The Sperrgebiet Land Use Plan is an excellent and visionary plan. But by April 2002 it still had not been submitted to the Namibian cabinet for approval, so the National Biodiversity Programme has resuscitated the plan and the steps toward park proclamation. The 2002 World Summit on Sustainable development provides a relatively rare window of opportunity' for fast-track political commitment, and in that light we have found good political support for the idea of a new national park--not an easy concept to promote in a country with very urgent needs for land reform and poverty alleviation. However, pockets of apathy remain, and it is not yet clear whether our efforts to proclaim the area will succeed.

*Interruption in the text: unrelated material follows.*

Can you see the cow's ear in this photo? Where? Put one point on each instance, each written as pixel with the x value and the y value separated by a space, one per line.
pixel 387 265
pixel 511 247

Mining and conservation are not comfortable partners during the best of times, but Namibia has remarkably good mining partners. It cannot afford to forego millions of dollars in treasury revenues from diamond and zinc deposits in order to protect a remote and inaccessible biodiversity hotspot. So delicate negotiations at the political and technical levels are underway to secure commitment for a partnership of mining and conservation interests within a national park framework. At the same time, the Sperrgebiet Conservation Plan has been initiated to refine the initial land use zoning. This area-prioritization process is led by the Namibian firm EnviroScience in partnership with the National Biodiversity Programme, Directorate of Parks and Wildlife Management, and is expertly facilitated by Conservation International. The Sperrgebiet Conservation Plan is closely associated with SKEP (Succulent Karoo Ecosystem Plan), the larger, transfrontier conservation plan for the entire Succulent Karoo. SKEP is an important process facilitated by Conservation International that is similar to the very successful CAPE (Cape Action for People and Environment) program in the Cape Floristic Region, southern Africa's other top biodiversity hotspot.
The Sperrgebiet National Park will substantially increase the broad level of protection afforded to the Succulent Karoo hotspot. Strengthening of conservation measures in the adjoining Richtersveld Park in South Africa, and identification and protection of additional sites in that country, will be important outcomes of the SKEP process. Given the vulnerability of the Succulent Karoo biome to climate change and land use pressures, as demonstrated by Guy Midgley, Richard Cowling, Timm Hoffman and others, it is important to design conservation areas with process corridors to support predicted species responses. It is also essential that we have the management capacity to implement these conservation plans in the long term.
Phoebe Barnard
Namibian National Biodiversity Programme,
Directorate of Environmental Affairs,
Private Bag 13306,
Windhoek, Namibia
biodiver@iafrica.com.na or pb@dea.met.gov.na
Phoebe Barnard, Coordinator of the Namibian National Biodiversity Programme, received a 2002 Distinguished Service Award from SCB in recognition of her extraordinary contribution to conservation in Namibia, especially for putting science into practice. Building on her highly regarded research on animal ecology, Barnard has obtained the support of natural and social scientists throughout Namibia, whose expertise and energy are making the National Biodiversity Program a truly national effort.